Prochain, les chercheurs ont frappé l'échantillon avec des impulsions laser à rayons X ultrarapides du LCLS au moment précis où l'onde de choc a atteint la pression et la température souhaitées. Certains des rayons X se sont ensuite diffusés dans un détecteur et ont formé un diagramme de diffraction. Tout comme chaque personne a son propre ensemble d'empreintes digitales, la structure atomique des matériaux est souvent unique. Les motifs de diffraction révèlent que l'empreinte matérielle, permettant aux chercheurs de suivre comment les atomes de l'échantillon se sont réarrangés en réponse à l'augmentation de la pression et de la température pendant l'onde de choc. Ils ont comparé leurs résultats à ceux d'expériences et de simulations moléculaires précédentes pour révéler une chronologie évolutive commune des verres et des silicates liquides à haute pression.
"C'est passionnant de pouvoir rassembler toutes ces différentes techniques et d'obtenir des résultats similaires, " déclare Hae Ja Lee, scientifique et co-auteur du SLAC. " Cela nous permet de trouver un cadre combiné qui a du sens et de faire un pas en avant. C'est très complet par rapport à d'autres études."
Relier l'atomistique au planétaire
À l'avenir, la mise à niveau LCLS-II, ainsi que des mises à niveau de l'instrument Matter in Extreme Conditions (MEC) où cette recherche a été effectuée, permettra aux scientifiques de recréer les conditions extrêmes rencontrées dans le noyau interne et externe pour en apprendre davantage sur le comportement du fer et le rôle qu'il joue dans la génération et la formation du champ magnétique terrestre.
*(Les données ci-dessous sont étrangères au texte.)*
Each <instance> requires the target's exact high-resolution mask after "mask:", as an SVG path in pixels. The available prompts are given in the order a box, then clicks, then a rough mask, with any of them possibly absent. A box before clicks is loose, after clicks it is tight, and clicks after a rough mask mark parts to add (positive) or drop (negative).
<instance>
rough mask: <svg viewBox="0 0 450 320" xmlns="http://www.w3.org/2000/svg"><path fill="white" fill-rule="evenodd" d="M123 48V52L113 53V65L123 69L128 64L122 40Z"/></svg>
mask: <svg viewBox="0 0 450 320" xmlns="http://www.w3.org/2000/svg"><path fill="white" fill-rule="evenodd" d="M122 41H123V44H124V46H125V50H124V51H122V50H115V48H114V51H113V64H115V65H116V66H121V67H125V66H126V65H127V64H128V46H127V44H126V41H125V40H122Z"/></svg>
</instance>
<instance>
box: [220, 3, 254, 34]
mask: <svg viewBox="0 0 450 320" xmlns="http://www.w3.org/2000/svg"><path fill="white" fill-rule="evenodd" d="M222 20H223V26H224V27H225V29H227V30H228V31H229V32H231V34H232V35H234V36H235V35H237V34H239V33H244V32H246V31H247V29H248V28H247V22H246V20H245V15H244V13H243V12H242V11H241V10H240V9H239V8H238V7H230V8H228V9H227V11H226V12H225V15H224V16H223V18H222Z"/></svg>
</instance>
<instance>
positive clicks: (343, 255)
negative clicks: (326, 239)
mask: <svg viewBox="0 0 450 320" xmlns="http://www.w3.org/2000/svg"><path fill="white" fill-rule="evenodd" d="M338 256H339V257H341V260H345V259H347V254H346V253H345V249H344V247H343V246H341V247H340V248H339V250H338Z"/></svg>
Pour faire suite à cette étude, les chercheurs prévoient d'effectuer des expériences à des énergies de rayons X plus élevées pour effectuer des mesures plus précises de l'arrangement atomique des silicates liquides. Ils espèrent également atteindre des températures et des pressions plus élevées pour mieux comprendre comment ces processus se déroulent sur des planètes plus grandes que la Terre, les super-Terres ou exoplanètes, et comment la taille et l'emplacement d'une planète influencent sa composition.
"Cette recherche nous permet de relier l'atomistique au planétaire, " dit Gleason. " Depuis ce mois-ci, plus de 4, 000 exoplanètes ont été découvertes, dont environ 55 sont positionnés dans la zone habitable de leurs étoiles où il est possible que de l'eau liquide existe. Certains d'entre eux ont évolué au point où nous pensons qu'il existe un noyau métallique qui pourrait générer des champs magnétiques, qui protègent les planètes des vents stellaires et du rayonnement cosmique. Il y a tellement de pièces qui doivent se mettre en place pour que la vie se forme et se maintienne. Faire les mesures importantes pour mieux comprendre la construction de ces planètes est crucial en cette ère de découverte."